Deux jours, une nuit

deux jours une nuit

La singulière partition des frères Dardenne nécessite un petit temps d’adaptation. Conjuguer d’emblée la mélodie rêche d’une mise en scène clinique avec les larmes et l’affaissement de Marion Cotillard est un pari risqué.

Pourtant, on est très vite happés par cette course qui, si elle est sans musique (à l’exception de deux scènes, intégrées au récit, écoutées dans la voiture), fonctionne pourtant entièrement sur sa dynamique. Art de la répétition, elle ne cesse de moduler sur le même canevas : une porte qui s’ouvre, la demande de sauver un emploi à un(e) collègue qui en contrepartie devra renoncer à sa prime.
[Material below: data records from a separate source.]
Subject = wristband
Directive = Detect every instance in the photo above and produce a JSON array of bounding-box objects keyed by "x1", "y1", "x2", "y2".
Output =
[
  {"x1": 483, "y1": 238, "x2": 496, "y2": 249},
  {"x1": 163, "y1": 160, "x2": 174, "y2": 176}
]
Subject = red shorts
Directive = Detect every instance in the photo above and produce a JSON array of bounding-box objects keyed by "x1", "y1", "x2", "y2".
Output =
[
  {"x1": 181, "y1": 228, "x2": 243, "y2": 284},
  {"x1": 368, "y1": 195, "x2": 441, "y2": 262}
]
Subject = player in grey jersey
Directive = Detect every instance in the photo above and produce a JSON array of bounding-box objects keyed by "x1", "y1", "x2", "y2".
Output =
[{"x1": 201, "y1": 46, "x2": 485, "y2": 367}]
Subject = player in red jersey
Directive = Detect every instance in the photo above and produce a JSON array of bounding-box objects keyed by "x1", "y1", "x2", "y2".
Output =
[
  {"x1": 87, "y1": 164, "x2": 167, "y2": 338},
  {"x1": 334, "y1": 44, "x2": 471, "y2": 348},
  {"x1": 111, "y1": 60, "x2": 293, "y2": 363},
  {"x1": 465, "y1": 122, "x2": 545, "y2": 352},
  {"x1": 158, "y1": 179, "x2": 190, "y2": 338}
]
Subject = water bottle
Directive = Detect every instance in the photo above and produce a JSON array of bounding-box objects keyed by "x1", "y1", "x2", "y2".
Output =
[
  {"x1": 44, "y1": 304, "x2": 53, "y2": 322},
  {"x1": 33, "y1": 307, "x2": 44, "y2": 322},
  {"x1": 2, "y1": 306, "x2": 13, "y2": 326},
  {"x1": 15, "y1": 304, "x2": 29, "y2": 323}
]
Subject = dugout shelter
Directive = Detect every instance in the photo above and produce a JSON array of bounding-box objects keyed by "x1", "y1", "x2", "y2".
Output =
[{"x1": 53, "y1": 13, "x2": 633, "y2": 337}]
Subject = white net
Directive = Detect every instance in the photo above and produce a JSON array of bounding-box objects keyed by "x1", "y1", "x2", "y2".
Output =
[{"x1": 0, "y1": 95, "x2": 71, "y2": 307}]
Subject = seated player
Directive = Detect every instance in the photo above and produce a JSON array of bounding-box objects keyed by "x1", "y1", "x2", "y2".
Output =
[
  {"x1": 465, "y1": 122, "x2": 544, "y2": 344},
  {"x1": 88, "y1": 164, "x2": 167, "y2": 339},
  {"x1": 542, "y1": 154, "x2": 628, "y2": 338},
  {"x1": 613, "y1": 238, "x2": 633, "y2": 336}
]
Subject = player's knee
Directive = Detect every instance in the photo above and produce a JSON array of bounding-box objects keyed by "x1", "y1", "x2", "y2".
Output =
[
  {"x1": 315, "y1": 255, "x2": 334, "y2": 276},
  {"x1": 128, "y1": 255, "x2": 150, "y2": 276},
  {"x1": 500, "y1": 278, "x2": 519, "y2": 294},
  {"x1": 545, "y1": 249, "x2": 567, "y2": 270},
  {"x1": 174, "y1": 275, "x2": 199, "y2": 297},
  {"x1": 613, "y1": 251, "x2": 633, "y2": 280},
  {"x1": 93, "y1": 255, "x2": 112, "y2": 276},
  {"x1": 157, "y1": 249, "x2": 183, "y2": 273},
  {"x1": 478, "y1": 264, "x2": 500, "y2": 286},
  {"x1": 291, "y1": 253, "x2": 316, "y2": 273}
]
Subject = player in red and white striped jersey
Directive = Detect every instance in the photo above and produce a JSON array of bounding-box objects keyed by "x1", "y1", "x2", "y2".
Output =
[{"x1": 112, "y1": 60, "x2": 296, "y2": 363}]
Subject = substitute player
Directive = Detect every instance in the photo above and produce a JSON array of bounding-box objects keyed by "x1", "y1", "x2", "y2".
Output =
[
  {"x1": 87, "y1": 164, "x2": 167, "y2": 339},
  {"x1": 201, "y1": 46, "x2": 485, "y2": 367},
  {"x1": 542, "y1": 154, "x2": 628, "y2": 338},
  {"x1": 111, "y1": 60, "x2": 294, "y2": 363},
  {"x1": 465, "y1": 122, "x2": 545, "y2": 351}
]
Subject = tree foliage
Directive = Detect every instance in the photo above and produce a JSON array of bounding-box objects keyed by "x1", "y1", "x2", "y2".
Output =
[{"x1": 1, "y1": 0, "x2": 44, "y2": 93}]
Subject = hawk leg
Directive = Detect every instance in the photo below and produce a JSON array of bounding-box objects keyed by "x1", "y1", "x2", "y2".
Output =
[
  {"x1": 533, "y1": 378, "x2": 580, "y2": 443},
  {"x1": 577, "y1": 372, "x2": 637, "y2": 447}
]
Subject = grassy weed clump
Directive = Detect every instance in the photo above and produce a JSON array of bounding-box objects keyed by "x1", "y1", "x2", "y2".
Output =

La première facette de cette tranche de vie a donc une dimension collective : qu’on soit 12 hommes en colère ou 16 employés en galère, c’est bien la confrontation à la justice et le renoncement à la réaction instinctif (la vengeance chez Lumet, l’égocentrisme chez les Dardenne) qui se joue ; à la différence que si dans le premier, on apprend à honorer une justice démocratique, le second dévoile la violence impitoyable des dilemmes crées par le capitalisme.

Certes, la visite à tous les collègues (un casting impeccable, marque habituelle chez les cinéastes) permet un artifice narratif légèrement appuyé, déployant l’éventail de toutes les réactions, de toutes les situations possibles : l’altruisme, la mère célibataire, l’agression, le désaccord, le dilemme, etc. Mais s’ils permettent une cartographie sociale de la classe ouvrière, le plus souvent obligée de travailler au noir le week-end, de ces échanges surgissent aussi de véritables moments de grâce, d’une humanité profonde et rare. On pense aux larmes de l’entraîneur de foot, aux refus embarrassés de ces collègues qui auraient tant voulu qu’on ne leur impose pas pareil choix.

De la violence du monde du travail, on ne verra que cet échange entre ceux qui la subisse. Le monde des décideurs est à peine un arrière-plan. Le contremaître, véritable ordure, n’apparaîtra que 10 secondes. La grande intelligence du film, sa pudeur aussi, est de se placer à hauteur des employés : c’est leur langage, c’est leur maladresse, loin des arguments chiffrés et pragmatiques de la direction. Jouer son emploi, c’est déterminer sa vie, son logement, le bien-être de ses enfants.

Cette vie intime est le deuxième angle du récit : celui du carrefour où se trouve Sandra, qui doit décider si, au sortir de sa dépression, elle se laisse faucher en plein élan ou si elle se battra. La fragilité de sa motivation, portée à bout de bras par un mari dévoué, les découragements pourraient être considérés comme une surenchère dans le misérabilisme. Il n’en est rien. Sandra est un être fragile et faillible qui va apprendre malgré elle à reprendre contact avec les autres.

De ce point de vue, la progression et le dénouement de la quête sont particulièrement habiles. Après avoir mis à l’épreuve l’altruisme de ses collègues, le dilemme se retourne brutalement contre Sandra. Tout en chargeant de nouveau avec violence le système, les cinéastes permettent, dans cet univers carcéral et inhumain, la libération finale de leur personnage. Délestés, effroyablement libre, elle peut désormais affronter un terrain plus large, celui de l’emploi, pour une vie incertaine mais heureuse.